Immigration: the shy outstretched hand of Elisabeth Borne to LR
And here comes the immigration bill again. The page of pensions definitively turned after the failure of the censure motion against the government of Elisabeth Borne last Monday, the Prime…

Immigration: the shy outstretched hand of Elisabeth Borne to LR
And here comes the immigration bill again. The page of pensions definitively turned after the failure of the censure motion against the government of Elisabeth Borne last Monday, the Prime Minister is heading back to this flagship bill that she hopes to see debated in the fall in Parliament. A week after the Annecy attack the context changed again with a hardening of speech of the right and the extreme right.
Elisabeth Borne has no choice: faced with the expectations of public opinion and political pressure, she has no choice but to move forward on the subject. “We are determined”, she repeats in an interview with “Figaro”. She promises a “clarified” text at the end of June, “stabilized” in July and debated in the fall, without specifying whether it will be the same bill presented in February to the Council of Ministers.
“The terms are discussed”
Nothing has yet been arbitrated but Matignon is leaning towards a new text. According to an Elabe poll for BFMTV, 71% of those questioned are in favor of the right of asylum, but 64% believe that the rules should be reviewed “even if it means no longer respecting current European and international rules”.
There remains the thorny question of the content of the future bill. At “Figaro”, Elisabeth Borne repeats being attached to the balance of the text, in particular with regard to residence permits for trades in tension, a proposal which crystallizes the opposition of the right. She tries an opening considering that “the modalities are discussed” but it risks coming up against the intransigence of Les Républicains deputies on the issue.

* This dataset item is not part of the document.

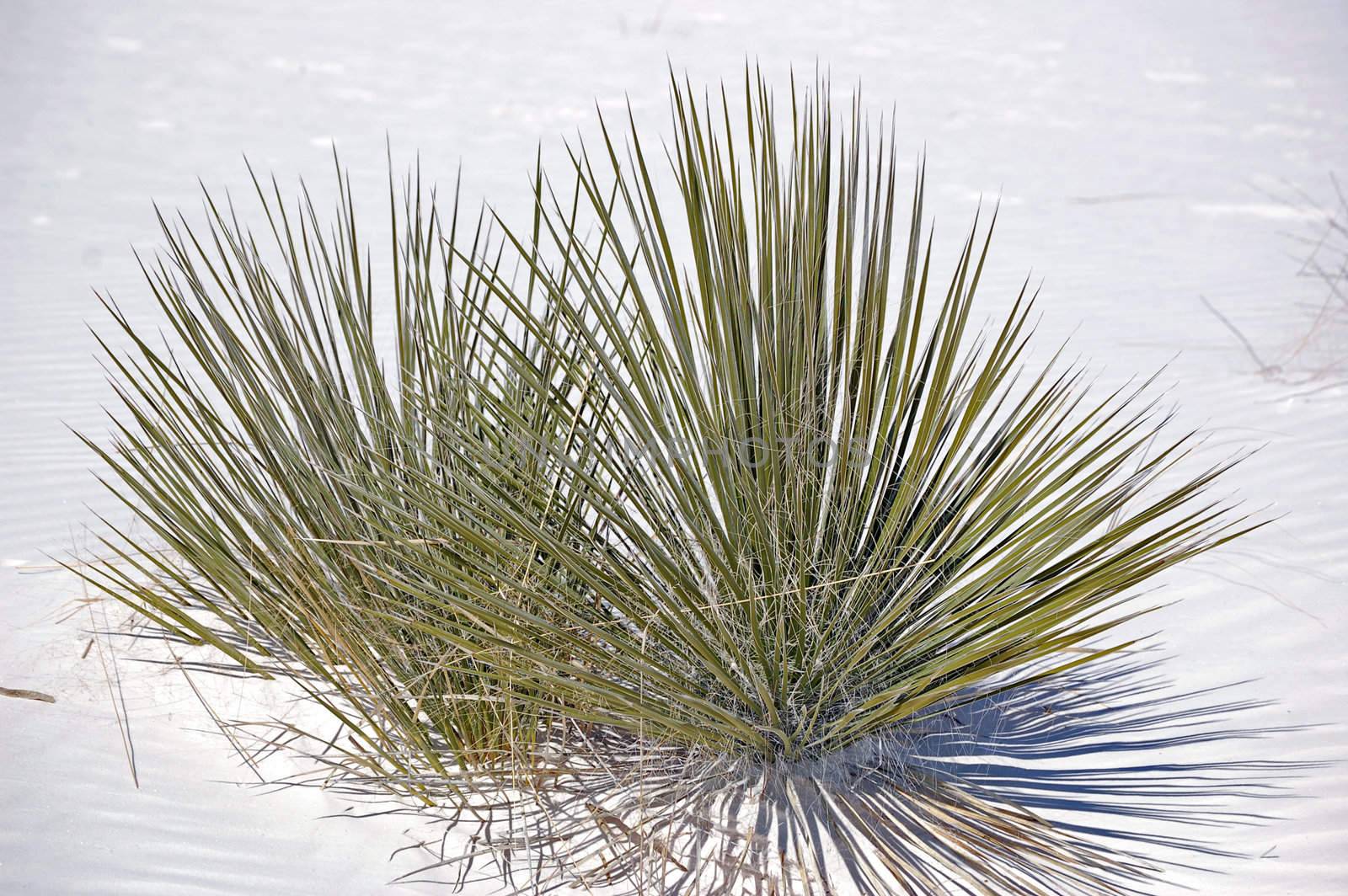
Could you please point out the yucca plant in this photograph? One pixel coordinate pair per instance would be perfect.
(681, 512)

After spreading its divisions over the pension reform, Eric Ciotti’s party intends rebound on immigration , both to show its firmness and respond to public opinion and to try to display its unity. However, the government needs a majority of them to p the text without recourse to 49.3. “We have a balanced text but it will not suit the Republicans. I do not see the pageway, ”said a Renaissance deputy.
deep differences
Employers were out of the woods on the issue of shortage occupations by declaring themselves in favor of it, but they are being very cautious today. “The employers refuse to be exploited. He didn’t ask anything. We just want clear texts that complete the Valls circular in order to be able to hire more foreign workers without being exploited by those who reproach us for an immigrationist vision or those who call us slavers, ”supports the president of Medef, Geoffroy Roux de Bézieux. in an interview this Thursday at “La Tribune”.

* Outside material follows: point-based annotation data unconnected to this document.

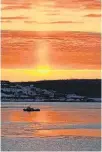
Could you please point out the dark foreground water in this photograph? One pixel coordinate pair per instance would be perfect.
(55, 121)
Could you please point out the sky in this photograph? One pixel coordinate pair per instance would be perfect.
(50, 39)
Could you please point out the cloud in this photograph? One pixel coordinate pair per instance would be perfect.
(93, 15)
(14, 18)
(85, 4)
(11, 7)
(57, 22)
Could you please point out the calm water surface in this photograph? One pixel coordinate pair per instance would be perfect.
(54, 119)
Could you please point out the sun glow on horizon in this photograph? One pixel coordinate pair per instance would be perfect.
(43, 69)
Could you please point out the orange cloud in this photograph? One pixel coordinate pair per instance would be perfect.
(14, 18)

For Elisabeth Borne, the question is also that of maintaining the cohesion of the majority , on a text which is already causing deep differences both within the government and among deputies. Sovereign issues, and in particular migration, have always divided the macronist galaxy since 2017. Nothing is certain.
Speech hardening
Last week, Edouard Philippe’s offensive on the theme of immigration did not go unnoticed. By declaring that Gérald Darmanin’s proposals were “necessary but not sufficient” and by speaking out for a revision of the Franco-Algerian agreement of 1968, the former Prime Minister has hardened his discourse on immigration.

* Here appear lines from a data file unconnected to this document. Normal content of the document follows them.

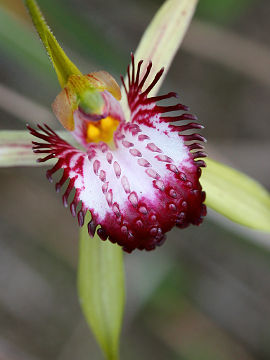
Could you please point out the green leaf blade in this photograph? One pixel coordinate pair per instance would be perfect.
(101, 290)
(62, 64)
(236, 196)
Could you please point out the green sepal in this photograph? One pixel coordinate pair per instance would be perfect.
(62, 65)
(236, 196)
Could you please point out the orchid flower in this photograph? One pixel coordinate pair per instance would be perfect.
(133, 169)
(138, 176)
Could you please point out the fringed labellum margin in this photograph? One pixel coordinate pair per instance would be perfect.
(140, 181)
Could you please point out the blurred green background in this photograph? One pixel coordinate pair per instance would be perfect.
(205, 294)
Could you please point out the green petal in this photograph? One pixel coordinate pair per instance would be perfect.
(162, 38)
(101, 290)
(16, 148)
(62, 65)
(236, 196)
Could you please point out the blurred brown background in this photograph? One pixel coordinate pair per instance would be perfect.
(205, 294)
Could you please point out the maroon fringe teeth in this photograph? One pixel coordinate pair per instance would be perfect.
(145, 186)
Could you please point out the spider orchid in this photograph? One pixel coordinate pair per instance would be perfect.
(138, 178)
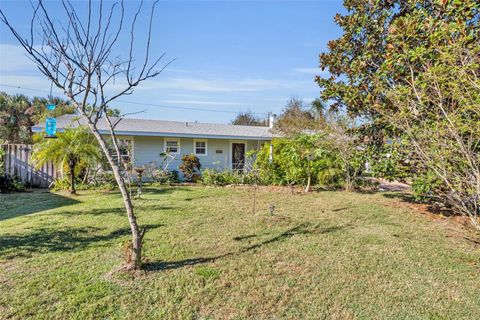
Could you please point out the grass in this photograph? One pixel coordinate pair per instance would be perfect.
(325, 255)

He is not the only one. Last week, Renaissance MP Charles Sitzenstuhl, a former member of Bruno Le Maire’s cabinet, declared that we had to “stop being gazelle-like modesty” on immigration-related issues, while speaking out clearly on a restriction of state medical aid (AME). Positions closer to those of the Republicans than to the heart of the Renaissance deputies, where they created a certain stir. Elisabeth Borne and her Minister of the Interior must therefore play on two fronts.